John Black is a U.S. citizen and was a bona fide resident of
American Samoa during all of 2000. He has to file Form 1040 because
his gross income from sources outside the possessions ($8,000 of
dividends from U.S. corporations) is at least the total of his
personal exemption and allowable standard deduction for single filers.
(See Filing Tax Returns, earlier.) Because he has to file
Form 1040, he fills out Form 4563 to determine the amount of
possession income he can exclude.
Line 1.
John enters the date his bona fide residence began in American
Samoa, June 2, 1999. Because he is still a bona fide resident, he
writes "not ended" in the second blank space.
Line 2.
He checks the box labeled "Rented house or apartment" to
describe his type of living quarters in American Samoa.
Lines 3a and 3b.
He checks "No" on line 3a because no family members lived with
him. He leaves line 3b blank.
Lines 4a and 4b.
He checks "No" on line 4a because he did not maintain a home
outside American Samoa. He leaves line 4b blank.
Line 5.
He enters the name and address of his employer, Samoa Products Co.

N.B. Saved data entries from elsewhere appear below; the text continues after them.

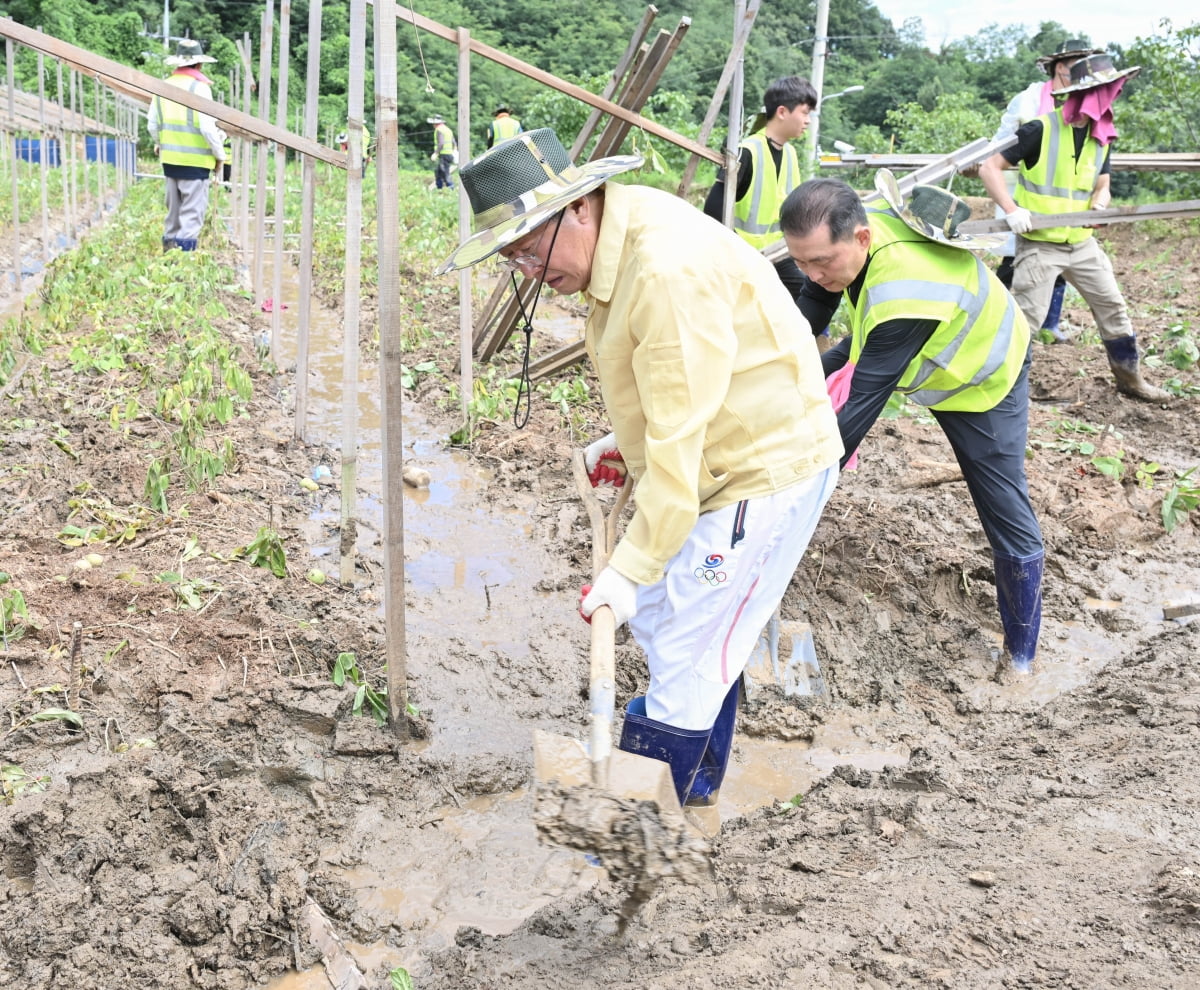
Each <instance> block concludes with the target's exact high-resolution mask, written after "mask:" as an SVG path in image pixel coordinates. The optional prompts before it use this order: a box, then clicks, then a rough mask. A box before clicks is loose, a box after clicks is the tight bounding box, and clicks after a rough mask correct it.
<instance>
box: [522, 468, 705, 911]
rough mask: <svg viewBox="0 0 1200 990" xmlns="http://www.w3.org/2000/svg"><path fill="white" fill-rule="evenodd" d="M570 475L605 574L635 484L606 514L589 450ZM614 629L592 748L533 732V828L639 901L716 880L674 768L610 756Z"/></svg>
mask: <svg viewBox="0 0 1200 990" xmlns="http://www.w3.org/2000/svg"><path fill="white" fill-rule="evenodd" d="M571 468H572V473H574V475H575V484H576V487H577V488H578V491H580V497H581V498H582V499H583V504H584V506H586V508H587V511H588V517H589V520H590V522H592V568H593V574H594V575H599V574H600V571H601V570H602V569H604V568H605V566H606V565H607V563H608V556H610V553H612V548H613V546H614V545H616V538H617V523H618V521H619V517H620V512H622V510H623V509H624V508H625V503H626V502H628V500H629V496H630V490H631V488H632V487H634V480H632V479H631V478H628V479H626V480H625V484H624V485H623V486H622V487H620V490H619V492H618V494H617V498H616V500H614V502H613V504H612V508H610V509H608V512H607V515H606V514H605V509H604V503H601V502H600V499H599V498H598V497H596V494H595V490H594V488H593V486H592V481H590V480H589V479H588V473H587V467H586V466H584V462H583V452H582V451H576V452H575V457H574V461H572V464H571ZM616 631H617V630H616V623H614V618H613V613H612V610H611V608H610V607H608V606H606V605H602V606H600V607H599V608H596V610H595V612H593V614H592V646H590V673H589V682H588V698H589V708H590V716H589V722H590V725H589V746H588V748H587V749H584V746H583V744H582V743H581V742H580V740H578V739H575V738H571V737H569V736H556V734H553V733H550V732H542V731H541V730H536V731H535V732H534V738H533V752H534V823H535V824H536V827H538V832H539V834H540V835H541V836H542V838H544V839H546V840H548V841H552V842H556V844H558V845H563V846H568V847H570V848H575V850H581V851H583V852H589V853H593V854H594V856H595V857H596V858H598V859H599V860H600V863H601V865H602V866H604V868H605V869H606V870H607V872H608V875H610V877H612V878H613V880H634V881H635V882H636V883H637V884H638V888H640V890H642V892H643V894H642V896H641V898H638V900H641V899H643V898H644V893H646V889H647V884H653V882H654V881H655V880H656V878H659V877H664V876H682V877H685V878H701V877H703V876H708V874H709V871H710V864H709V854H710V846H709V844H708V840H707V839H704V838H702V836H700V835H697V834H696V833H695V832H694V830H692V829H691V828H690V827H689V826H688V822H686V820H685V818H684V816H683V811H682V809H680V808H679V799H678V798H677V797H676V791H674V784H673V782H672V779H671V768H670V767H668V766H667V764H666V763H664V762H661V761H659V760H650V758H649V757H648V756H638V755H635V754H631V752H625V751H624V750H619V749H618V750H613V748H612V719H613V707H614V704H616V694H617V690H616V665H614V638H616Z"/></svg>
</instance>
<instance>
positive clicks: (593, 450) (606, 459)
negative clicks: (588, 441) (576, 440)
mask: <svg viewBox="0 0 1200 990" xmlns="http://www.w3.org/2000/svg"><path fill="white" fill-rule="evenodd" d="M583 466H584V467H586V468H587V469H588V480H589V481H590V482H592V487H593V488H596V487H599V486H600V485H610V486H612V487H613V488H619V487H620V486H622V485H624V484H625V460H624V458H623V457H622V456H620V451H619V450H617V436H616V434H614V433H608V434H607V436H605V437H601V438H600V439H599V440H594V442H593V443H590V444H588V445H587V446H586V448H583Z"/></svg>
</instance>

It is a private Samoan corporation.
Line 6.
He enters the dates of his 2-week vacation to New Zealand from
November 11 to November 25. That was his only trip outside American
Samoa during the year.
Line 7.
He enters the $24,000 in wages he received from Samoa Products Co.
Line 9.
He received dividends of $100 from a CNMI corporation and $220 from
a Samoan corporation. He enters the total of those amounts. He does
not enter his dividends from U.S. corporations because they do not
qualify for the possession exclusion.
Line 15.
John totals the amounts on lines 7 and 9 to get the amount he can
exclude from his gross income in 2000.